30 de junho de 2013

'Há um desencontro entre os cidadãos e os seus governantes', Sergio Adorno

Para cientista social da USP, protestos revelam um país que deseja uma democracia mais participativa
O movimento atual, diz sociólogo, tem de aproveitar para recusar a violência e reinventar o modo de fazer política
SABINE RIGHETTIDE SÃO PAULO, Folha de S.Paulo, 30/6/2013
As manifestações recentes espalhadas pelo Brasil, de acordo com Sérgio Adorno, um dos principais sociólogos do país, mostram uma negação da sociedade ao modo atual de fazer política.
O problema é o surgimento da possível violência legitimada nos protestos e o risco de uma movimentação antidemocrática. Leia abaixo a entrevista exclusiva à Folha.
Folha - O que está acontecendo no Brasil?
Sérgio Adorno - Há um fenômeno historicamente conhecido, mas com suas singularidades. É um desencontro entre os cidadãos e as suas instituições. Não é algo novo, mas há especificidades na sua dinâmica e na sua organização --que muitas vezes parece desorganizada.
Quais são as causas disso?
Vejo uma forte negação do modo de fazer política no Brasil. As pessoas querem uma democracia que possa ouvir mais. Há muitas pessoas nas ruas com interesses diversos. Tem gente com ideais e tem gente que diz "vamos lá porque está acontecendo uma manifestação". Tudo é legítimo. Estamos acompanhando os desdobramentos, que podem ser bons para o fortalecimento da democracia. Mas se as manifestações derem força para quem quer a volta de um regime repressivo, o ambiente fica vulnerável.
O movimento antidemocracia pode ganhar força?
Por enquanto, não. A maioria das pessoas aposta na democracia. A democracia no Brasil veio para ficar. A pergunta é: qual democracia? Estamos caminhando para uma sociedade mais igualitária? Precisamos decifrar o fenômeno. Há fatos novos, como a recusa aos partidos.
O que quer dizer essa recusa?
É uma recusa ao modelo atual de se fazer política. A escola pública, a saúde pública e o acesso aos serviços de governo continuam produzindo desigualdades. E o transporte é muito sensível. O desgaste de uma pessoa que mora na periferia e que leva três horas para chegar ao trabalho é grande.

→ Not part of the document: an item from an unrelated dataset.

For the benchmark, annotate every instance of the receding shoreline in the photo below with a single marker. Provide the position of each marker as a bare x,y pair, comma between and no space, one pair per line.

Existe um nível tolerável de vandalismo nos protestos?
Paralisações são parte da democracia. Estamos aprendendo a lidar com elas. Quanto ao vandalismo, ainda precisamos entender melhor. Temos atos de vandalismo em jogos de futebol. Mas o significado é o mesmo? O que me preocupa é que há uma linguagem de trazer de volta uma expectativa de que a violência seja legítima na política. O movimento tem de aproveitar a oportunidade para recusar a violência e reinventar a política.
E em relação à polícia? O que o senhor achou da ação da PM?
Quando a polícia reagiu às manifestações certamente prevaleceu uma linha mais dura da polícia que diz que "ordem é ordem". Mas não podemos imaginar que a polícia, ao ser provocada, aja como se estivesse se vingando. A polícia deve ser preparada para lidar com isso.
E a reação do governo? Haveria risco de golpe com uma Assembleia Constituinte?
Não acho que há possibilidade de golpe. Em 64, havia uma coalizão de setores da sociedade civil com a classe política. Havia conspiradores. Mas agora não há respaldo da sociedade. O tema tocou a todos. Há uma preocupação com o que vai acontecer.